Achieving a value creation mindset in the organization requires a new level of maturity from the management team. This is easier than it might seem; as we discussed in the beginning, a high return on invested capital is all you need to drive value creating growth. In other words, the value of the company increases through increasing ROIC and growing revenues/profits. The proper tools set in place to monitor the company’s performance in the very first step of the growth journey will facilitate this process and ease the transition into measuring value in an explicit way.

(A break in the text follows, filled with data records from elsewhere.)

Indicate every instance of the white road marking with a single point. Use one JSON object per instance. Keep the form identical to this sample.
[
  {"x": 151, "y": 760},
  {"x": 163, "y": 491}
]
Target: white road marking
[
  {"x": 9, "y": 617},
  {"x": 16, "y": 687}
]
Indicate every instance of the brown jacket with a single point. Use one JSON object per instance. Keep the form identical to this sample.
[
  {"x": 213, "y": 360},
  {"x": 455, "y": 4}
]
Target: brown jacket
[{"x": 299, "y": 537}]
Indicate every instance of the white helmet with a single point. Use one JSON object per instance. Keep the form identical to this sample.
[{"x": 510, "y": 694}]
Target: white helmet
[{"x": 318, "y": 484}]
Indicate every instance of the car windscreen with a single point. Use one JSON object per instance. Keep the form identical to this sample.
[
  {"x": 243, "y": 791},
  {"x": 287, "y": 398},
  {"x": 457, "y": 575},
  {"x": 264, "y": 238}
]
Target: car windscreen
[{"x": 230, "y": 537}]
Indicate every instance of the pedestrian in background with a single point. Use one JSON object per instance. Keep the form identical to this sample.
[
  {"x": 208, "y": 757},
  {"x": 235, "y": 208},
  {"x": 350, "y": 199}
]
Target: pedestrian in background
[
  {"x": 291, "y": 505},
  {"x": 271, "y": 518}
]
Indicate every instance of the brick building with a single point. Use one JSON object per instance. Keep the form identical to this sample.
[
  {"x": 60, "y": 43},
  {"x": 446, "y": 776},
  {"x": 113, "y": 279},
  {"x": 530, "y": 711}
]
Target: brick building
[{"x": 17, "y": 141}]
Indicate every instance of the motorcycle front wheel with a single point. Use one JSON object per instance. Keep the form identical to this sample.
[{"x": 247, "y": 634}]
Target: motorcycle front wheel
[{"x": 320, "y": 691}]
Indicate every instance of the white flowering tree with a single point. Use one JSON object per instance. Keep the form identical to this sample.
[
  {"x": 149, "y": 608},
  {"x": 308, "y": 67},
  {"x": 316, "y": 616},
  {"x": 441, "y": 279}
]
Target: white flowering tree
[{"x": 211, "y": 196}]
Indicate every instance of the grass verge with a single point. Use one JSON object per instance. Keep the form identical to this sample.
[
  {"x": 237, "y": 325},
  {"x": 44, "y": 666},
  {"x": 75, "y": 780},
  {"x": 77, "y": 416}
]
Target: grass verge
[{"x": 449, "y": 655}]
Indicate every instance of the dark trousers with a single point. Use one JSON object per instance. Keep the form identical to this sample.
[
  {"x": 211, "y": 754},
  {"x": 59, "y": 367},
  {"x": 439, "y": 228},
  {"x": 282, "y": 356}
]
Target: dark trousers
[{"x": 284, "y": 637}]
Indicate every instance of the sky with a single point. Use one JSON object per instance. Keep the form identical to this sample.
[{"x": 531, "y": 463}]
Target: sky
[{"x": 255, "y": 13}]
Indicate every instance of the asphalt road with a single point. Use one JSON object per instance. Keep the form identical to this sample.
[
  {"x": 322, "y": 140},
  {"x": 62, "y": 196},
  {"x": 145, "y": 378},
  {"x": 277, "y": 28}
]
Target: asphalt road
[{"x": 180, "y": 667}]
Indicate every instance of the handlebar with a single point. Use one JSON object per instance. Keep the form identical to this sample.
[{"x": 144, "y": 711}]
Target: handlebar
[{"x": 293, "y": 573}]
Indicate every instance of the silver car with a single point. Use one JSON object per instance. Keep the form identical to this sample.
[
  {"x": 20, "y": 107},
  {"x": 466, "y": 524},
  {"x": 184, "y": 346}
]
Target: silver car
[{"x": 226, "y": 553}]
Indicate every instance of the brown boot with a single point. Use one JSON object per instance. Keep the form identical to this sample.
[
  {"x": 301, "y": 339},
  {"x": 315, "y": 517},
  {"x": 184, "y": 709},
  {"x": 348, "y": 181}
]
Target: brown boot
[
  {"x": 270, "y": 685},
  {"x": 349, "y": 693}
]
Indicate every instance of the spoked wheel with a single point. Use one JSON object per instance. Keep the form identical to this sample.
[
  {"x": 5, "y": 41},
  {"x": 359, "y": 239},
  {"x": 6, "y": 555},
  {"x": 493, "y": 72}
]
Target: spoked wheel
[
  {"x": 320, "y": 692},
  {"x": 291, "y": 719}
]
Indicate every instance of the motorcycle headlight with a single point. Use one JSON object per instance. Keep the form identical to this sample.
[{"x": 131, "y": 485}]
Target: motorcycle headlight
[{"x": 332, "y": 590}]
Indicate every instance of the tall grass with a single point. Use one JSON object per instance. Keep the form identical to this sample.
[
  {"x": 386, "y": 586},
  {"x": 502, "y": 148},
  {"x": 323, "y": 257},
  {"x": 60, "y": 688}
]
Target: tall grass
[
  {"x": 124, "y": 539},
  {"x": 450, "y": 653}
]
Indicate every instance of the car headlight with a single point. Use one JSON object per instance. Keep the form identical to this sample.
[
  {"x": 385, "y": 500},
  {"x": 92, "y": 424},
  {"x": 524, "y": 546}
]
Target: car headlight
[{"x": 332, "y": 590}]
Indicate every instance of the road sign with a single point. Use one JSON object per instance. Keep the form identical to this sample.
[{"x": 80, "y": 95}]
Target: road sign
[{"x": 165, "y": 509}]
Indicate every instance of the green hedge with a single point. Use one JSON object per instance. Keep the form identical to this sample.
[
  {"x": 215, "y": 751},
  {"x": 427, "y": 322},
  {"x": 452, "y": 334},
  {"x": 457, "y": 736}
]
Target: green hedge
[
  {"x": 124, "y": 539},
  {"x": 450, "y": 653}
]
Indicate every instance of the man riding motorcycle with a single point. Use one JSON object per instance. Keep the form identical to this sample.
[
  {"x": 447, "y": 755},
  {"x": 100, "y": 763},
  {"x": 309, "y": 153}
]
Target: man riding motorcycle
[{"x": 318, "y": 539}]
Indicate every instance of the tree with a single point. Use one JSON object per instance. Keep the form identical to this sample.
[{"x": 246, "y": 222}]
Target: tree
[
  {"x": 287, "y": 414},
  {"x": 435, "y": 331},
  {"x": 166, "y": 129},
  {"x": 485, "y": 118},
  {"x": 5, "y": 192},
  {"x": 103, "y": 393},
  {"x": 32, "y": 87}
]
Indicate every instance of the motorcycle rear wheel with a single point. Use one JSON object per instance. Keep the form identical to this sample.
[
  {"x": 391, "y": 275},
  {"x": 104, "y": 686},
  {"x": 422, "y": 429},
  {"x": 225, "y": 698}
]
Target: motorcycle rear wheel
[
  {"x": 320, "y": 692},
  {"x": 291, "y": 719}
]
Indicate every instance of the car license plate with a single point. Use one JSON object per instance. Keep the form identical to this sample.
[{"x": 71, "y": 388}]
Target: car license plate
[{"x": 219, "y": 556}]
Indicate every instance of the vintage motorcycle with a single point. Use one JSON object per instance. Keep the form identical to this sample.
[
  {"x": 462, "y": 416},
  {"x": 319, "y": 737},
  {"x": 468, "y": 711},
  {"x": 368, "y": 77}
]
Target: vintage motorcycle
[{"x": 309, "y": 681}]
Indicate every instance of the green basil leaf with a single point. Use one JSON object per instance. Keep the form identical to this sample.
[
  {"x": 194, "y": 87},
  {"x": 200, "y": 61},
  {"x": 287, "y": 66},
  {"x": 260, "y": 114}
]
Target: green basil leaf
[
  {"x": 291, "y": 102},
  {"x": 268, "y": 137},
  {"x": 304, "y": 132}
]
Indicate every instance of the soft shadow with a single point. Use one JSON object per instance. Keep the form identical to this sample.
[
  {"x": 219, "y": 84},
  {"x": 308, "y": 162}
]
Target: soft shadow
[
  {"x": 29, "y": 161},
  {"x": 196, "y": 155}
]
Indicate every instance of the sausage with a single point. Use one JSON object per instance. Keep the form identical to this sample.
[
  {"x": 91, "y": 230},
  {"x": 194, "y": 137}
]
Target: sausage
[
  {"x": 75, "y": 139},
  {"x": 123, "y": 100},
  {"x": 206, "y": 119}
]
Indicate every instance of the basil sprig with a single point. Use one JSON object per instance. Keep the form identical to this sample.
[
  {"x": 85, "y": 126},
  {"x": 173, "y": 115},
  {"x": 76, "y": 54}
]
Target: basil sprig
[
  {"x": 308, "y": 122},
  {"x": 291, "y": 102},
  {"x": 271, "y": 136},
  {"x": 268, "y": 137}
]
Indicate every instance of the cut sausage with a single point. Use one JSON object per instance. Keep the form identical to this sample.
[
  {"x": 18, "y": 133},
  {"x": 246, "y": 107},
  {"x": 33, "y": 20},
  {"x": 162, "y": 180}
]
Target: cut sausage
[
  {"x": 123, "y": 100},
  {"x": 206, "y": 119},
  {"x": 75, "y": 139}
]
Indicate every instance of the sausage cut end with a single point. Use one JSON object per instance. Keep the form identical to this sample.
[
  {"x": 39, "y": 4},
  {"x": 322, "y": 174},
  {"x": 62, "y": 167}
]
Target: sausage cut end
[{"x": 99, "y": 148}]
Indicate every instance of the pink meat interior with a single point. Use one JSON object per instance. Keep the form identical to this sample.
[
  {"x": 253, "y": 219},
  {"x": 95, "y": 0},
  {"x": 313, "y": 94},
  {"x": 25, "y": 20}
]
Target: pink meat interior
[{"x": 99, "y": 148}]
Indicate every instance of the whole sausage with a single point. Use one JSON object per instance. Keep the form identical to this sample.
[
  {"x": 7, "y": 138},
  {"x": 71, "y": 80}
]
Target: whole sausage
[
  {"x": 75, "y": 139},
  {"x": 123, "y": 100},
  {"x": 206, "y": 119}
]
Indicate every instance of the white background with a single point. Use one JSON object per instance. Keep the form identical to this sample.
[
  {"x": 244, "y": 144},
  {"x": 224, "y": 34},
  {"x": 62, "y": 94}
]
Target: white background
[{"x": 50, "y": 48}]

To increase the ROIC of the company at this stage, efficiency and productivity improvements are typical tools of choice. The possibilities (and challenges) lie mostly in optimizing capacity utilization and creating and utilizing synergies. A major pitfall, however, lies in trying to make savings from continuous growth-related investments such as marketing or R&D to achieve short-term profitability. Value comes from the systematic execution of a growth strategy, which addresses both revenue, cost and invested capital. Optimizing capacity utilization can be achieved for example by investing in relevant IT systems such as a tailored ERP or by pooling resources and combining responsibilities. Productivity can be increased by more effectively sharing information through common processes, workspaces or IT systems, rearranging the organization to ensure cross-functional interaction and optimizing the product portfolio. Revenue growth opportunities lie in expansion to new segments, products, markets or services, that is, broadening the offering portfolio. While such efforts require investments, the increased cash flows from the steady and profitable operations will ease the financing of these larger scale investments and allow some risk taking.

To continue the growth journey, and obtain external financing, the management must demonstrate its capability to create value. Having systematically covered the establish, create and leverage phases provides the track record needed.